COLUMBUS (WCMH) — The Seneca building in downtown Columbus is one hundred years old this year. Originally a hotel, it is now thriving as an apartment building thanks to a total renovation a few years ago.
Becky West, executive director of Columbus Landmarks Foundation says the Seneca is one of more than 500 historic buildings in Columbus brought back to life with the help of the Federal Historic Tax Credit.
“It has helped that corner of downtown be more stable and it’s helped the buildings around it become more attractive,” West said.
Columbus Mayor Andrew Ginther joined other mayors from around the state, Democrats and Republicans, to voice concern about how parts of the proposed federal tax overhaul will have a negative impact on cities. One example they cited was the proposed elimination of the Federal Historic Tax Credit.

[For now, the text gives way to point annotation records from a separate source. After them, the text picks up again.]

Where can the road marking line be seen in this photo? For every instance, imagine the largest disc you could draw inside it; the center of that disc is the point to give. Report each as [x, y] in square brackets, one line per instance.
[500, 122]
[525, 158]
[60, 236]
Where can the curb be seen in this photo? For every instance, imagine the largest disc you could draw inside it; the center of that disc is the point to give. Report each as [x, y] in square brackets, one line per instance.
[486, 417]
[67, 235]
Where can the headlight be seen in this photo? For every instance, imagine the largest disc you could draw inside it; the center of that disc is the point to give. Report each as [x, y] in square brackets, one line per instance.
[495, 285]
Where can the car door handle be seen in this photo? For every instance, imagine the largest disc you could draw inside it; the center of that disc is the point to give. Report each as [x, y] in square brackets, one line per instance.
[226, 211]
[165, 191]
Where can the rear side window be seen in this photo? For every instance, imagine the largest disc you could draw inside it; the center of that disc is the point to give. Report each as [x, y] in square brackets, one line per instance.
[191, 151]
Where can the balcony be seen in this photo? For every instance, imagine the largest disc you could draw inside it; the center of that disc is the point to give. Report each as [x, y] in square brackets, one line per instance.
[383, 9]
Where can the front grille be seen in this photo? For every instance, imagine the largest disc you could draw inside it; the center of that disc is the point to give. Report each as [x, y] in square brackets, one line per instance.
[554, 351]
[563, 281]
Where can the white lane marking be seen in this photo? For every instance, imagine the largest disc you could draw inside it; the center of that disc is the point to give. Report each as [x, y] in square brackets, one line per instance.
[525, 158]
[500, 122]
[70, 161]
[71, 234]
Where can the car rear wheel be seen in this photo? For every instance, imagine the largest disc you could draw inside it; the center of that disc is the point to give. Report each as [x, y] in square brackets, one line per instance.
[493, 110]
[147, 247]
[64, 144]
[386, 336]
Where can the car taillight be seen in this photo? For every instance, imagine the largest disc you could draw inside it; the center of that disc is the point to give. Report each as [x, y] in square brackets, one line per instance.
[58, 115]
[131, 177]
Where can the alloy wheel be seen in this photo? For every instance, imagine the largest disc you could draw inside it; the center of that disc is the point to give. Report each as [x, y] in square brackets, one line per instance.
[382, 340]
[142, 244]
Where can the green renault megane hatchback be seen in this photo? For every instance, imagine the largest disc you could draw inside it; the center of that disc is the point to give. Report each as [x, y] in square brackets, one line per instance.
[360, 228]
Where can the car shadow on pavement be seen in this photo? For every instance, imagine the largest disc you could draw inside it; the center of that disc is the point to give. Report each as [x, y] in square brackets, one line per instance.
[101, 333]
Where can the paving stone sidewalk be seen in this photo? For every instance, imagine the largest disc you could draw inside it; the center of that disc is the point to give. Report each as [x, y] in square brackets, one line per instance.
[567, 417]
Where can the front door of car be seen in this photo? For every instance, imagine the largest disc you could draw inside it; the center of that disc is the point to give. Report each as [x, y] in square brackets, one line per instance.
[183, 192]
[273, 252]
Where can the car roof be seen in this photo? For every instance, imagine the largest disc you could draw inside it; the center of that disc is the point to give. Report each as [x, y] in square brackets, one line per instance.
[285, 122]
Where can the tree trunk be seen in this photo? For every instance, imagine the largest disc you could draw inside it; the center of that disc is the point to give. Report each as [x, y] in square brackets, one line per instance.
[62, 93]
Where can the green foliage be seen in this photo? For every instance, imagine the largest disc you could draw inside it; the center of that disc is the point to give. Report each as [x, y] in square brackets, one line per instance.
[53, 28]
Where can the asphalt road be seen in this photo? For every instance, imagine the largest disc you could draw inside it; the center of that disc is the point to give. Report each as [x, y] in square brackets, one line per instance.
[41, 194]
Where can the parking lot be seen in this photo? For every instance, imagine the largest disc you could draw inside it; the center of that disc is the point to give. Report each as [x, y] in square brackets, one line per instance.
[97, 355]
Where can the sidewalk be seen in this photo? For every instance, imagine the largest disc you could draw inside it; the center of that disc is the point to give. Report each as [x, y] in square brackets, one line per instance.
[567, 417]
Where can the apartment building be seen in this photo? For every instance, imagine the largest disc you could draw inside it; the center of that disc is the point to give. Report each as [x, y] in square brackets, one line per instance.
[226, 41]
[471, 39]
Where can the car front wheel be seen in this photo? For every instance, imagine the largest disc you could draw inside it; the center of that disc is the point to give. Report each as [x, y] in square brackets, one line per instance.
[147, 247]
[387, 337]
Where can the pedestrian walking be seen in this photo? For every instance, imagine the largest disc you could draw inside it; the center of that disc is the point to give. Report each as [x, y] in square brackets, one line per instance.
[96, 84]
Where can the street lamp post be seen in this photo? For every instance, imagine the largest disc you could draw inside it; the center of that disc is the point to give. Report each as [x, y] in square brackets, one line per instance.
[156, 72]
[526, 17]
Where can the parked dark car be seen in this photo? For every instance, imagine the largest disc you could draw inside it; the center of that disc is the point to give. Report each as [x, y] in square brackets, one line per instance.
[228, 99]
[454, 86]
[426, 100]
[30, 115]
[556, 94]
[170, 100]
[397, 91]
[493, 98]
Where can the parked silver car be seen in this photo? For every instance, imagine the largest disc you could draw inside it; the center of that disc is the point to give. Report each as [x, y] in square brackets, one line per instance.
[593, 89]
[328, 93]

“Often times, getting the financing to do some of these more difficult historic development deals is challenging and so this tax credit is critically important to make these projects go,” Ginther said. “Without it those projects don’t happen.”
Other buildings around Columbus that have been renovated or are undergoing renovation with help from the federal historic tax credit include The Citizens Bank Building, The Atlas, The LeVeque, Cristo Rey and the Wonder Bread Factory.
Becky West says the consequences of eliminating the tax credit would be dire.
“It not only saves so many wonderful historic buildings, it creates a lot of jobs and it really is so far reaching in its impact,” West said.
The Ohio Mayors Alliance called on Congress to slow down and work toward a bipartisan consensus on a tax reform plan that also invests in communities and creates jobs.